Kids have unlimited chances to keep trying each level until they can pass it, though fewer attempts earn more "algae" points. Except for the very earliest levels -- which are a little slow to build in complexity -- there are often multiple ways to solve each level, and since kids never fail a level, there's also room to improve or try something different. It can be frustrating when kids get stuck, and it would be nice to see some help or hints if that happens. The build mode is especially interesting because it puts kids in the driver's seat and lets them unleash their creativity as they experience gaming, logic, and reasoning from a completely different perspective.

Overall Rating

Engagement Is the product stimulating, entertaining, and engrossing? Will kids want to return?

With over 100 levels and a collection of different tools, kids have plenty of puzzles to challenge themselves. Even better, when they get tired of solving someone else's puzzle, they can create their own and share with friends.

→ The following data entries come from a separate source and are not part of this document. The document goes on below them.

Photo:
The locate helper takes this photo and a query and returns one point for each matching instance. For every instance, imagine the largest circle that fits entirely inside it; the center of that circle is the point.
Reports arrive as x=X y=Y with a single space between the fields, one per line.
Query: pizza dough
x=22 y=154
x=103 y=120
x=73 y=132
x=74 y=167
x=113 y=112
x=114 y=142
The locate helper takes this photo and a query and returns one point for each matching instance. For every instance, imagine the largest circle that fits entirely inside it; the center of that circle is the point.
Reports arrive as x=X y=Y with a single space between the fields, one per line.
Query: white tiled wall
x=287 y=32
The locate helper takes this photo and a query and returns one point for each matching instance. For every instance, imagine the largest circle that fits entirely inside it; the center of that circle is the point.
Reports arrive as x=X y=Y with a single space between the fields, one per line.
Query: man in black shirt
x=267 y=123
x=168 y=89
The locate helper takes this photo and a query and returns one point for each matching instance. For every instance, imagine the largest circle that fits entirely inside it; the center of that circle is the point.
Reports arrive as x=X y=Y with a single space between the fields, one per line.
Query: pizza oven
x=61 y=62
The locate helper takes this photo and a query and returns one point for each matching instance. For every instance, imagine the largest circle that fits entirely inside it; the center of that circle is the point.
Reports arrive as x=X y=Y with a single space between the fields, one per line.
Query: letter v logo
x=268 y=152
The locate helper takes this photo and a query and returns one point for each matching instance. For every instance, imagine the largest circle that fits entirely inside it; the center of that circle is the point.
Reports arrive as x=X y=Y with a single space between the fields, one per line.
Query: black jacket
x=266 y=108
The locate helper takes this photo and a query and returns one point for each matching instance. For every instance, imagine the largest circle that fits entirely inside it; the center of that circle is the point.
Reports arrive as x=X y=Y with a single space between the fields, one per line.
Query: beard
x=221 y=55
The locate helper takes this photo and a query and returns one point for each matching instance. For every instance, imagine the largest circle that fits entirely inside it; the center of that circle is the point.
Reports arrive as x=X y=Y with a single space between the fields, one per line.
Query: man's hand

Pedagogy Is learning content seamlessly baked-in, and do kids build conceptual understanding? Is the product adaptable and empowering? Will skills transfer?

Physics, engineering, reasoning, and problem-solving concepts are presented through levels that get increasingly more complex. Kids learn through trial and error and free experimentation.

Support Does the product take into account learners of varying abilities, skill levels, and learning styles? Does it address both struggling and advanced students?

There's a thorough parents' guide in the settings menu, though kids get only minimal how-to instruction. Kids easily track their progress through completed levels and the customized level gallery.